Howard Schultz, founder of Starbucks, is widely credited with the ‘third place’ insight. In fact, I quote,
“If home is the primary or ‘first’ place where a person connects with others, and if work is a ‘second place’, then a public space such as a coffee house is…. a ‘third place’. A social yet personal environment between one’s house and job, where people can connect with others and reconnect with themselves. From the beginning Starbucks set out to provide just such an invaluable opportunity”
I don’t have a beef with Starbucks. Many do, either because of their alleged tax cleverness, or due to their ubiquity. But living outside London, they pop up less frequently and are often better quality. There’s a drive through not far from me which is excellent – the staff clearly value their jobs, love what they do and compared with Welcome Break or Road Chef, it’s a beacon of quality on the road.
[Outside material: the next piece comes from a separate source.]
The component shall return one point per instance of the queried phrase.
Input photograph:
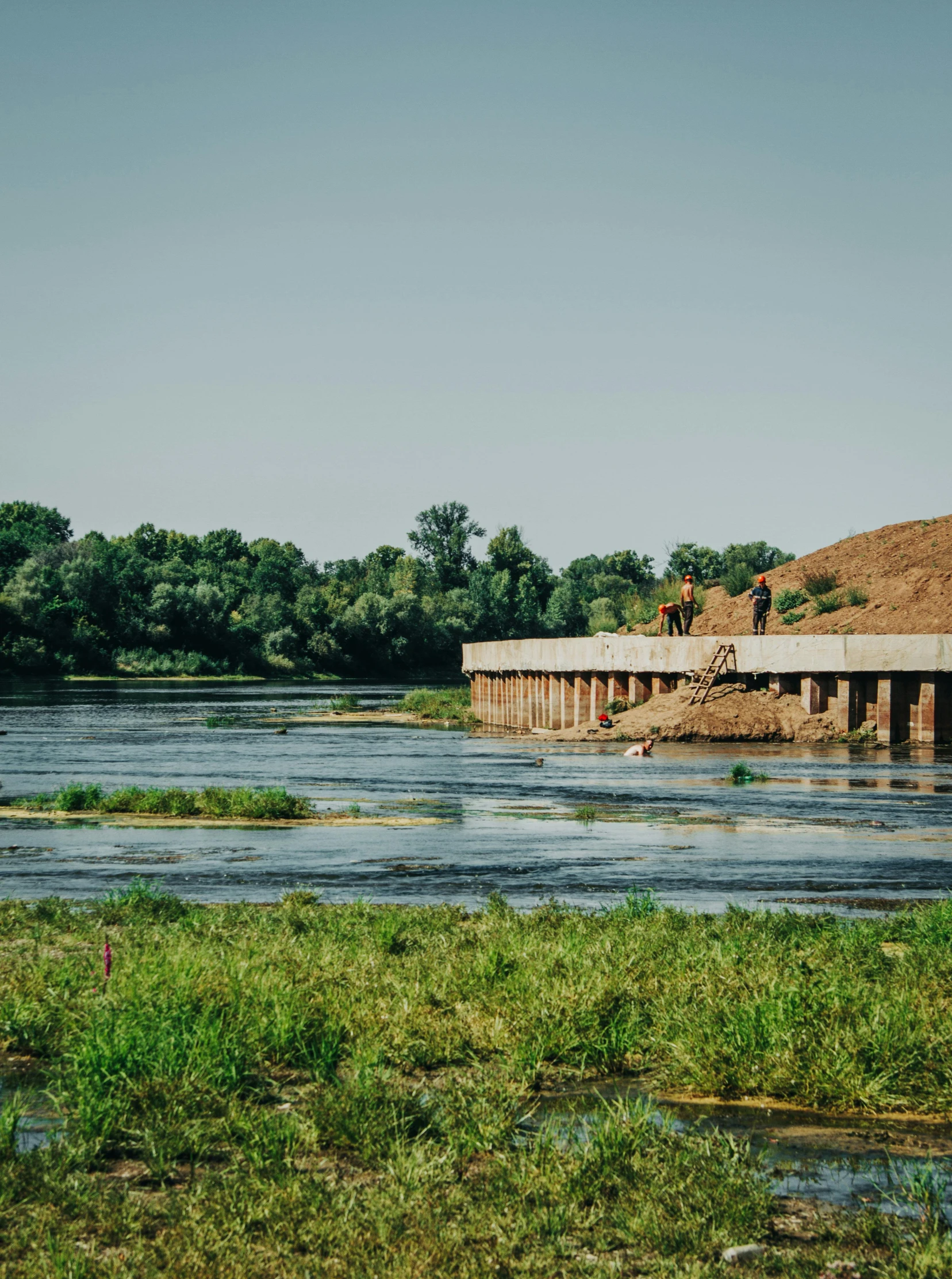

Brand consistency equals reliability, both a blessing and a curse (if you don’t live up to expectations). That’s why I like independent coffee shops. Oh, of course, many just get it wrong but when you find the opposite, someone who nails the ambience, the drinks and the food, they can’t be beaten. On my Ikonic Birmingham trip I discovered Faculty, nestled somewhat gloomily, in the Piccadilly Arcade close to New Street station. Why Faculty? I’m not sure. It’s too small to study there for a prolonged period of time and there don’t be seem to be Professors professorially conspiring around the eclectic collection of tables between lectures either. But there was a Chemistry Lab vibe hunkering down around a recycle and reuse ethic. I’m not sure the counter was made from old Chemistry classroom benches but it felt like (in a good way). The cakes most certainly weren’t though. The peanut butter brownie I had was from the grave: it was simply to die for. And the milk for the coffee in mini-urns was a nice touch. Next step: heat coffee for drip method with Bunsen Burners. Note to self.